AUTHOR=Machado Lucas A. , Krempser Eduardo , Guimarães Ana Carolina Ramos TITLE=A machine learning-based virtual screening for natural compounds capable of inhibiting the HIV-1 integrase JOURNAL=Frontiers in Drug Discovery VOLUME=2 YEAR=2022 URL=https://www.frontiersin.org/journals/drug-discovery/articles/10.3389/fddsv.2022.954911 DOI=10.3389/fddsv.2022.954911 ISSN=2674-0338 ABSTRACT=

HIV-1 integrase is an essential enzyme for the HIV-1 replication cycle, and currently, integrase inhibitors are in the first line of treatment in many guidelines. Despite the discovery of new inhibitors, including a new class of molecules with different mechanisms of action, resistance is still a relevant problem, and adding new options to the therapeutic arsenal to fight viral resistance is a Sisyphean task. Because of the difficulty and cost of in vitro screenings, machine learning-driven ligand-based virtual screenings are an alternative that can not only cut costs but also use valuable information about active compounds with yet unknown mechanisms of action.
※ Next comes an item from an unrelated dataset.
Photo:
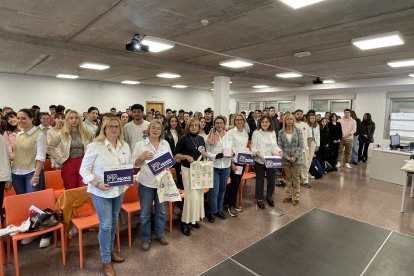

In this work, we describe a thorough model exploration and hyperparameter tuning procedure in a dataset with class imbalance and show several models capable of distinguishing between compounds that are active or inactive against the HIV-1 integrase. The best of the models was then used to screen the natural product atlas for active compounds, resulting in a myriad of molecules that share features with known integrase inhibitors. Here we also explore the strengths and shortcomings of our models and discuss the use of the applicability domain to guide in vitro screenings and differentiate between the “predictable” and “unknown” regions of the chemical space.